Le chef de la minorité du Sénat, Bobby Singleton

« Il y a un certain nombre de communautés dans mon district qui n'ont pas d'hôpital du tout », a déclaré Singleton.

L'interruption de la session législative de 2020 pourrait mettre en suspens bon nombre des politiques importantes qui avaient été soumises aux législateurs cette année, notamment une refonte du système carcéral, une législation sur la marijuana médicale et les jeux de hasard. Selon la loi, les législateurs devront clore la session à la mi-mai.
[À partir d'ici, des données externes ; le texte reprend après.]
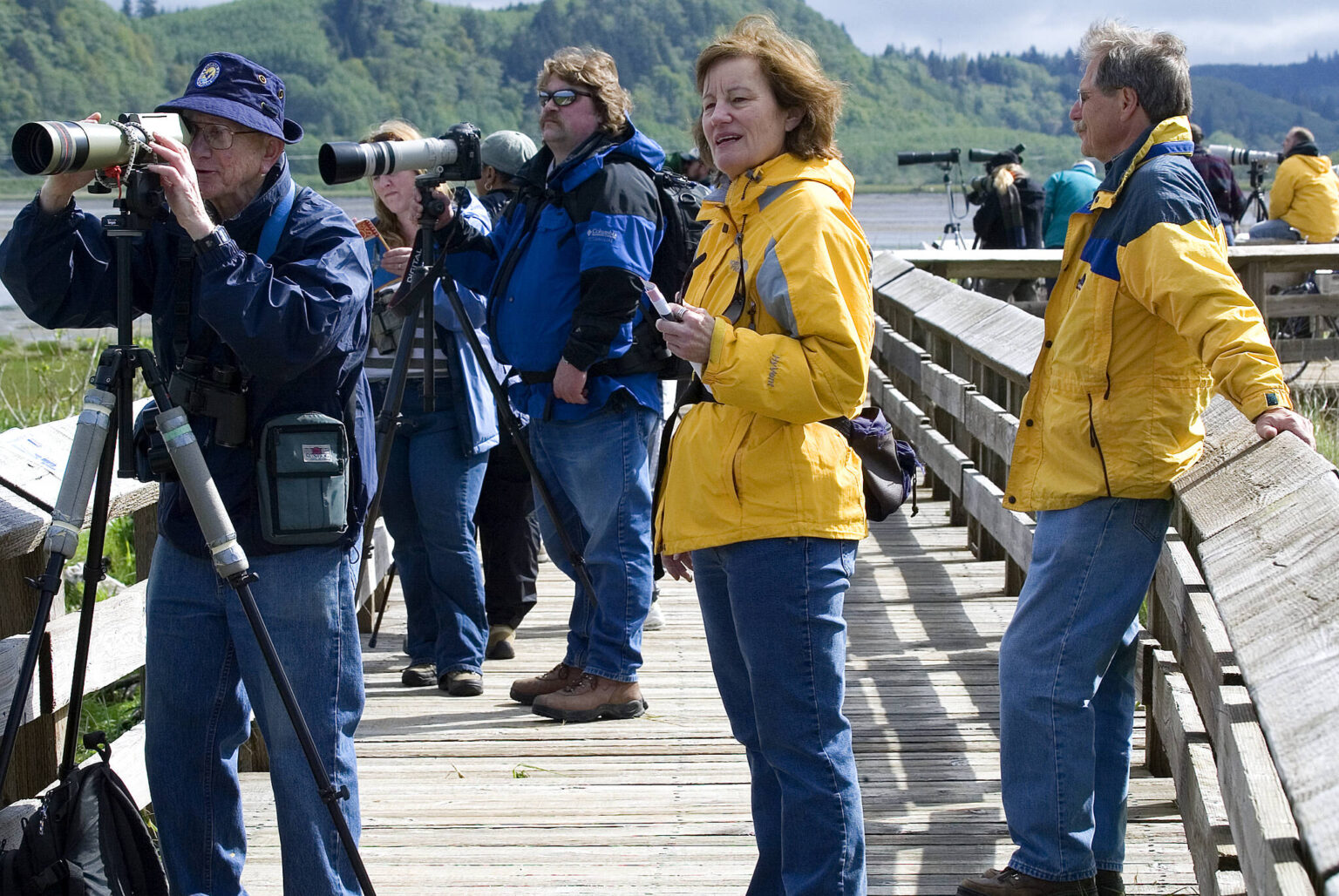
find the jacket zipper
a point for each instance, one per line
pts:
(1096, 444)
Le total des infections à COVID-19 en Alabama s'élevait à 982 mardi après-midi, a rapporté le département d'État de la Santé publique. L'État a déclaré mardi qu'il y avait eu 23 décès de personnes décédées après avoir été testées positives pour COVID-19. Jusqu'à présent, l'État a confirmé que 13 d'entre elles étaient causées par un coronavirus. Un médecin du Département de la santé publique examine les dossiers des décès signalés de patients atteints de COVID-19 pour déterminer si un décès doit être attribué au virus.

Le Bureau des grâces et des paroles a annoncé vendredi que les audiences de libération conditionnelle dans l'État étaient annulées jusqu'à la mi-avril au moins en raison de l'épidémie.
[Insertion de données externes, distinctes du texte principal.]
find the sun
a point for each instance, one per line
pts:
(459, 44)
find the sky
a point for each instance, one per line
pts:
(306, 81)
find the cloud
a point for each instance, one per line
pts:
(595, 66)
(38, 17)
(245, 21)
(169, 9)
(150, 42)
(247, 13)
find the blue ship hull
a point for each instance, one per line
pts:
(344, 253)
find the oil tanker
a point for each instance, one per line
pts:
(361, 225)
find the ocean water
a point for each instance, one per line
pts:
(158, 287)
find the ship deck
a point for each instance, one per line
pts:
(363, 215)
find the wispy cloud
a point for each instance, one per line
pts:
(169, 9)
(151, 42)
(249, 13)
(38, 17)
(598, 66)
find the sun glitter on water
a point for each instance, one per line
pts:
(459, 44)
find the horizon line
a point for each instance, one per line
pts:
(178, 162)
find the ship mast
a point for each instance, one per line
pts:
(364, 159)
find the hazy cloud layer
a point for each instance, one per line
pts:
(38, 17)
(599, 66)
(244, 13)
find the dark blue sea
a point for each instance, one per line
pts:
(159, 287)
Plus de deux douzaines de professeurs de droit et d'anciens responsables de l'application des lois ont envoyé lundi une lettre au gouverneur Kay Ivey exhortant l'État à reprendre les audiences de libération conditionnelle et à donner la priorité à la libération des détenus âgés ou malades les plus menacés pendant cette « crise de santé publique sans précédent ».

« Compte tenu du surpeuplement existant dans les prisons de l'Alabama, le fait de ne pas commencer à libérer les prisonniers éligibles à la libération conditionnelle pourrait entraîner d'innombrables maladies et décès inutiles », a écrit le groupe, y compris l'ancien procureur américain Joyce Vance.

Le groupe a suggéré que les auditions puissent être menées en utilisant des mesures appropriées de distanciation sociale telles que la participation vidéo et téléphonique aux audiences. Ils ont également exhorté le conseil à donner la priorité à la libération conditionnelle des détenus âgés de 50 ans et plus et de ceux dont le système immunitaire était compromis.

Une porte-parole d'Ivey a déclaré que le commissaire correctionnel Jeff Dunn a « assuré au gouverneur que le système correctionnel ferait ce qui est nécessaire pour protéger les détenus, les agents correctionnels, les autres membres du personnel et le public ».

Pour la plupart des gens, le nouveau coronavirus provoque des symptômes légers ou modérés, tels que de la fièvre et de la toux qui disparaissent en deux à trois semaines, et l'écrasante majorité des gens se rétablissent. Mais les cas graves peuvent avoir besoin de respirateurs pour survivre, et avec des infections qui se propagent de façon exponentielle, les hôpitaux à travers le pays se préparent à une vague de patients à venir, ou ont déjà du mal à suivre.